全然会えなくて気づいたら1週間経っていてふと窓を見た時に昔見た赤髪が目に入った。昔見た時の彼とはだいぶ違った。周りに友達が3人いて、とても楽しそうだった。
学園中に彼の悪い噂が広まっていることは知っている。昔は訂正していたけど今はもうしていない。言い返せば言い返すほど僕の株が上がって彼の噂がどんどんひどくなっていくからだ。
今の彼はとても幸せそうで僕が話しかけたらまた変な噂が立つかもしれない。そう思うと彼に会おうとはもういえなかった。
心にはまだモヤモヤがあったがそれでもたんたんと日だけが過ぎていく。僕がここんとこボーっとしているためフレイにも周りにも迷惑をかけてしまって少し申し訳ない。

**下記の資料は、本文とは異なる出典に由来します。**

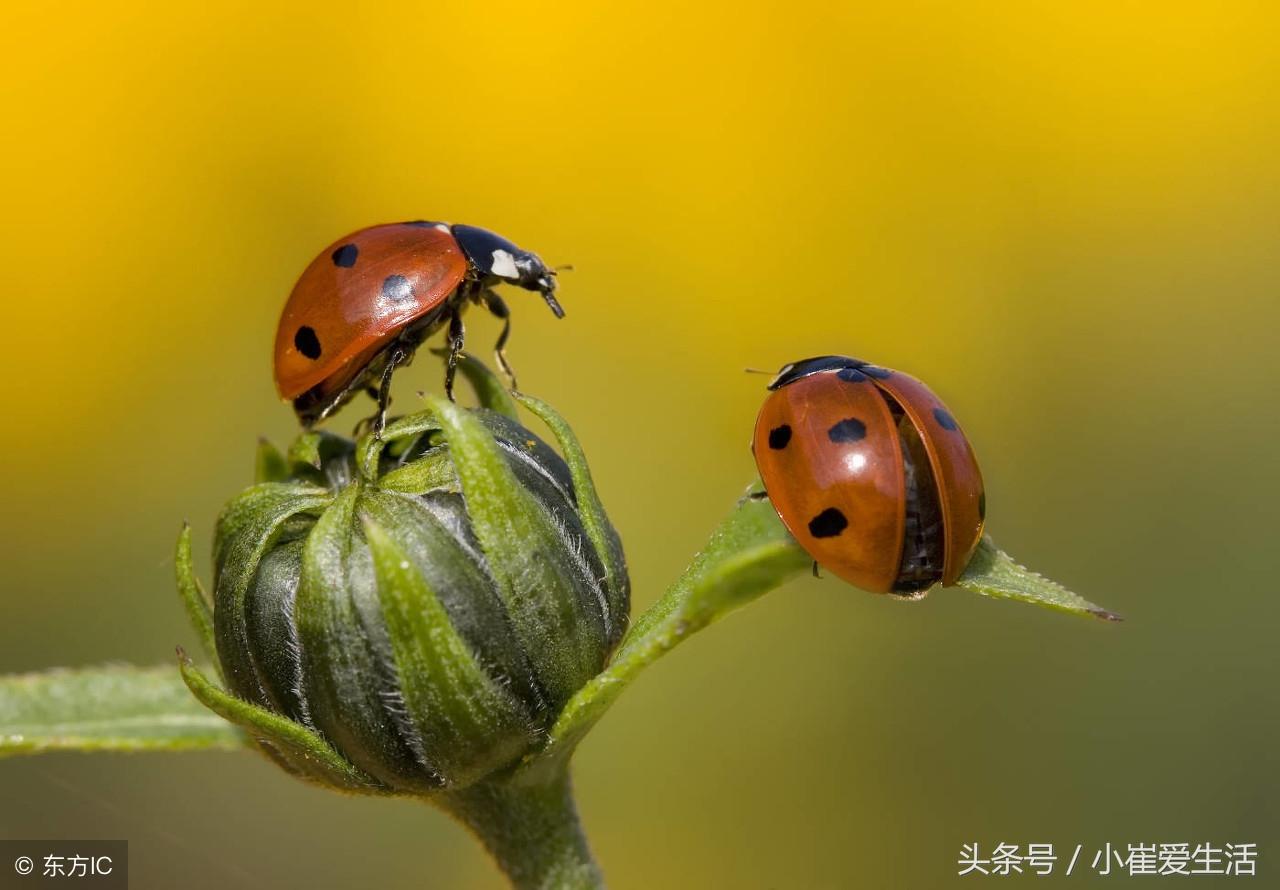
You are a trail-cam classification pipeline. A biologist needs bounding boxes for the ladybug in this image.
[751,356,987,597]
[275,219,564,433]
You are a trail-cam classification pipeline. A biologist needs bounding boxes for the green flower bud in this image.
[179,384,628,795]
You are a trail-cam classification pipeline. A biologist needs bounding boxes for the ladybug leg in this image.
[484,287,518,391]
[444,309,466,402]
[374,343,410,439]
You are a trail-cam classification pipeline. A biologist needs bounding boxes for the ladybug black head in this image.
[452,225,564,318]
[769,356,867,389]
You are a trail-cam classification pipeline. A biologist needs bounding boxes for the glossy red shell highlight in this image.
[751,368,984,593]
[274,223,470,400]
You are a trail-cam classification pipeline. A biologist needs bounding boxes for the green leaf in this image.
[956,535,1124,621]
[529,484,812,770]
[0,665,246,757]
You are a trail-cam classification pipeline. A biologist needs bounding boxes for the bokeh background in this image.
[0,0,1280,890]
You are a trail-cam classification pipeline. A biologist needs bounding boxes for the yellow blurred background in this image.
[0,0,1280,890]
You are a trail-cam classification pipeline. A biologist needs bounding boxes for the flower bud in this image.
[179,397,628,794]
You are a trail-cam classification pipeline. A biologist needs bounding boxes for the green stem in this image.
[440,768,604,890]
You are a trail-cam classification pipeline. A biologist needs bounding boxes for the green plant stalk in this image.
[434,768,604,890]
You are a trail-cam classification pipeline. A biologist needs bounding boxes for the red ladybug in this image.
[751,356,987,595]
[275,220,564,432]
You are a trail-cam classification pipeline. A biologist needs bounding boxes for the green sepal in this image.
[174,522,221,676]
[956,535,1124,621]
[253,439,289,483]
[364,516,535,788]
[214,483,333,706]
[516,393,631,644]
[294,483,440,793]
[356,411,448,484]
[178,648,390,794]
[428,397,608,703]
[289,430,324,470]
[431,350,520,421]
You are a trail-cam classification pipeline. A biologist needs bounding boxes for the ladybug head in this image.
[769,356,867,389]
[453,225,564,318]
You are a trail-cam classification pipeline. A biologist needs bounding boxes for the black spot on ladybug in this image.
[827,417,867,442]
[809,507,849,538]
[332,245,360,269]
[293,324,320,361]
[383,275,413,301]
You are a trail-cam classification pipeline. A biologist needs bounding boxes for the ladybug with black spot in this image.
[751,356,987,597]
[275,220,564,434]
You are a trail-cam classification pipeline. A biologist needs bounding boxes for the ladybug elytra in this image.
[751,356,986,595]
[275,220,564,432]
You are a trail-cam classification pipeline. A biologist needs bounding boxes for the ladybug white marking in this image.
[493,248,520,278]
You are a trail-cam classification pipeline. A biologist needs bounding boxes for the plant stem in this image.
[440,768,604,890]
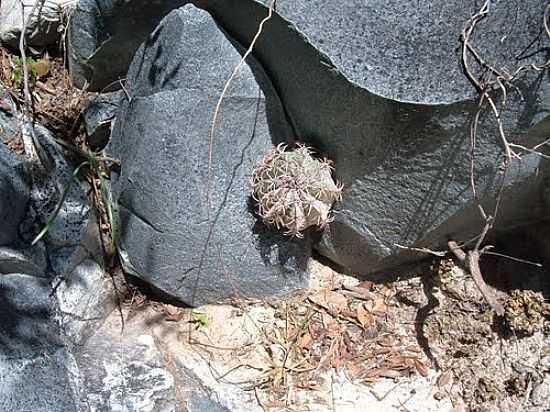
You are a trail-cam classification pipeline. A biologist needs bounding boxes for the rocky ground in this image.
[0,0,550,412]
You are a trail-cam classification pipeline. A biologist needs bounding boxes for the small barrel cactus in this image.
[251,144,342,237]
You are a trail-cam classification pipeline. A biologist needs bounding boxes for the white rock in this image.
[0,0,76,47]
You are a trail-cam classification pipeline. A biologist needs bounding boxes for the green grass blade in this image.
[31,161,90,246]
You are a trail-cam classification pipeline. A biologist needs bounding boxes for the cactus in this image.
[251,144,342,237]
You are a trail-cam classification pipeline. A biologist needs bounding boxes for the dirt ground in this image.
[126,260,550,412]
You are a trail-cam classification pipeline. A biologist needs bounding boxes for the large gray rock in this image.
[67,0,550,273]
[67,0,188,91]
[0,274,79,412]
[0,0,76,48]
[199,0,550,273]
[83,90,126,150]
[111,5,309,304]
[0,129,29,246]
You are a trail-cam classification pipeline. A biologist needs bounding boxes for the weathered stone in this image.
[0,274,79,412]
[68,0,188,91]
[68,0,550,273]
[111,5,309,304]
[199,0,550,274]
[0,0,76,48]
[84,91,125,150]
[0,247,47,277]
[76,326,178,412]
[0,132,29,246]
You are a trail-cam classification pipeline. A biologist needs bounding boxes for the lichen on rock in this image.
[251,144,343,237]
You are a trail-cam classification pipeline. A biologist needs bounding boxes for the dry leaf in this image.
[372,298,386,315]
[298,332,313,349]
[309,290,348,313]
[414,359,429,378]
[437,370,451,388]
[32,59,50,78]
[356,305,374,329]
[355,280,374,289]
[367,368,403,379]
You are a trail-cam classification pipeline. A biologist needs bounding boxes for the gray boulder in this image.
[69,0,550,273]
[110,5,309,305]
[83,91,125,150]
[199,0,550,274]
[67,0,188,91]
[0,129,30,246]
[0,0,75,48]
[0,274,79,412]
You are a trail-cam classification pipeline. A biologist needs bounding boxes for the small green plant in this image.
[251,144,343,237]
[190,309,210,329]
[10,56,49,89]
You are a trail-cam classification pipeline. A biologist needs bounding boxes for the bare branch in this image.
[448,240,504,316]
[206,0,275,212]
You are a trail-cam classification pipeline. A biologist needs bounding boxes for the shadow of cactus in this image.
[251,144,342,237]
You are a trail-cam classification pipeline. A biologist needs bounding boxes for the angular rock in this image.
[0,274,79,412]
[110,5,309,305]
[68,0,188,91]
[0,0,75,48]
[68,0,550,273]
[84,91,125,149]
[198,0,550,274]
[77,326,178,412]
[0,130,30,246]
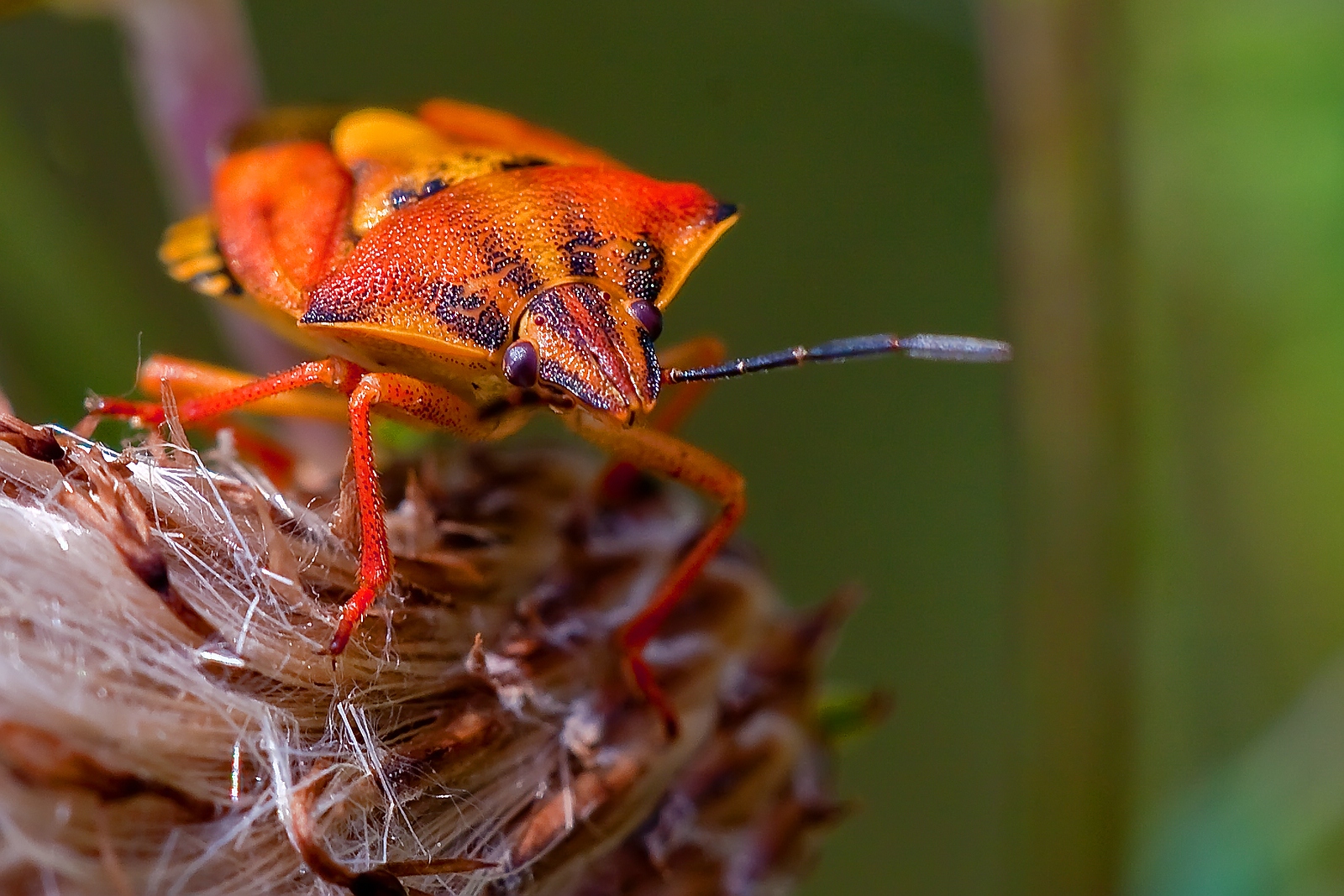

そんなこんなで彼と合わないと決めて一ヶ月が経とうとした時に状況が変わった。
フレイと一緒に昼食を食べていたらリンくんと仲良くしていた3人が僕のもとへ訪れたのだ。
「何のようだ」
僕が何か言う前にフレイが威嚇するように彼らを睨みつけた。どうやら彼らがリンくんと仲良くしているのを知っていたらしい。
「あなたには用はないわ、ユーストさんに用があるの」
「僕?」
「えぇ、用というよりお願いに近くなってしまうかもしれないけど、、、。あなたがリンを恨んでいることは知っているわ。リンがやったことは許されたことじゃないもの。許してあげて欲しいっていうつもりもないわ。だけど少しだけでいいからリンと話をしてみてくれないかな」
彼女に言っていることがすぐには頭に入ってこなかった。僕がリンくんを恨むそんなことない恨んだことなんて一度も。リンくんと話すことを諦めていたからこそ彼女の誘いが心のもやを晴らしていく。
僕が返事をしようとして止めたのはフレイだった。
「だめだ」
「ふ、フレイ」
「だめだよ、ユースト、、、。君たちがどうしてあんな奴と一緒にいるのかは知らないが俺はユーストとあいつを合わせるわけにはいかない。何が目的だ」
「、、、リンが言ったのよ。卒業したら出家をするって」
「「、、、、、、、は?」」
予想外のことに僕もフレイも驚いて口を開けて素っ頓狂な声を出してしまった。
「出家、、、出家?家を出る?いやでも流石にそれは、、、出家?」
「家を出るまたは縁を切る意味で間違いないですよ。リンはあなたに対する償いの一つと言っていました」
「償い、、、そんなこと、、、だからって出家って、、、。やっぱりリンくんとちゃんと話さないと」
「ユースト、、、」
「フレイが心配しているのもわかるよ。でも話さないとだめだと思うんだ」
「、、、わかった。でも俺も一緒に行くからね」
「!うん!!」
ため息をついて諦めたように微笑んだ。嬉しくって抱きつくと3人がいることを思い出してすぐに離れた。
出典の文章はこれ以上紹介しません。